Président de la section Nord-Ouest de l’Association des prisonniers de guerre et des évadés de 1914-1918, avocat en vue, Alexandre Fourny s’engage également en politique où, on le sait, le label « ancien combattant » constitue un indéniable capital électoral2. Sous la bannière de la Section française de l’Internationale ouvrière (SFIO), il prend des responsabilités locales au sein du parti tout en devenant conseiller municipal puis adjoint au Maire de Nantes. En 1937, il est élu conseiller général. Parallèlement, il s’investit au sein de la  Fédération ouvrière et paysanne et de la Fédération départementale des locataires, dont il est le conseiller juridique3.

Wikicommons.

Vie pleine et éminemment intéressante que celle d’Alexandre Fourny, ce d’autant plus qu’elle permet de nuancer le pacifisme des anciens combattants. Non pas qu’il soit un belliciste patenté mais jamais il ne parvient à accepter la défaite, l’occupation, et Vichy. Conservant dans un premier temps ses activités d’élu au sein du Conseil municipal de Nantes, il est toutefois suspendu le 3 octobre 1940 pour avoir traité de « général Péteux » le chef de l’Etat français, genre de déclaration que ne goûte pas vraiment Vichy… Joignant à la parole les actes, il s’engage dans l’action clandestine et devient un des piliers dans la région nantaise du réseau de renseignement « Georges-France 31 », qui prend appui sur les sociabilités anciens-combattants. Malheureusement pour lui, là s’arrête le caractère exceptionnel de la vie d’Alexandre Fourny. En effet, en ces premiers mois d’occupation, l’espérance de vie des premiers chefs de réseau est comptée. Arrêté une première fois en 1941, Alexandre Fourny est relâché faute de preuve pour être de nouveau arrêté… le lendemain par les Allemands. Son destin est alors celui de Léon Jost : condamné à trois ans de forteresse, il est fusillé à Châteaubriant le 22 octobre 1941 en représailles du meurtre du Feldkommandant Hotz par trois résistants communistes.

Erwan LE GALL

 

 

 

 

 

1 CORBIN, Alain, Le monde retrouvé de Louis-François Pinagot, sur les traces d’un inconnu, 1798-1876, Paris, Flammarion, 1998. Très immodestement c’est le sillage que nous avons souhaité emprunter avec LE GALL, Erwan, La Courte Grande Guerre de Jean Morin, Spézet, Coop Breizh, 2014.

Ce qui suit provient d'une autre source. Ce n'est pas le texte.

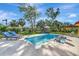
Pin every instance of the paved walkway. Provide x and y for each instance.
(21, 48)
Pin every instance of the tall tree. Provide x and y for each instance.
(13, 23)
(5, 21)
(52, 13)
(30, 14)
(21, 23)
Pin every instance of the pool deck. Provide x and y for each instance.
(51, 48)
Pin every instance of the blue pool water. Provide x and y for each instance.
(37, 40)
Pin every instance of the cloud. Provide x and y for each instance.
(72, 15)
(7, 15)
(70, 6)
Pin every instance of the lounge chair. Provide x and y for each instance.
(9, 35)
(15, 34)
(61, 39)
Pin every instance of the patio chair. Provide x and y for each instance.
(61, 39)
(15, 34)
(8, 35)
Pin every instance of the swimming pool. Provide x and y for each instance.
(37, 40)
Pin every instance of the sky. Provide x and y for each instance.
(69, 12)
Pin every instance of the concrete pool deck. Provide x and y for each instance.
(52, 48)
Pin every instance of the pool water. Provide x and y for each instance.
(37, 40)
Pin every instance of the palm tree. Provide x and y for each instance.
(21, 23)
(30, 14)
(40, 25)
(13, 23)
(52, 13)
(5, 21)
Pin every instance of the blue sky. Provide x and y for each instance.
(68, 12)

2 Sur cette question LE GALL, Erwan, « Unis comme au front (populaire) ? Les anciens combattants d’Ille-et-Vilaine et le scrutin du printemps 1936 », in LE GALL, Erwan et PRIGENT, François, C’était 1936, Le Front populaire vu de Bretagne, Rennes, Editions Goater, 2016, p. 256-285.

3 GESLIN, Claude et MORIN, Gilles, « FOURNY Alexandre, Louis, Marie, Joseph », in PENNETIER, Claude, BESSE, Jean-Pierre, POUTY, Thomas et LENEVEU, Delphine, Les Fusillés (1940-1944). Dictionnaire biographique des fusillés et exécutés par condamnation et comme otages ou guillotinés en France pendant l’occupation, Paris, Editions de l’Atelier, 2015, p. 707-708.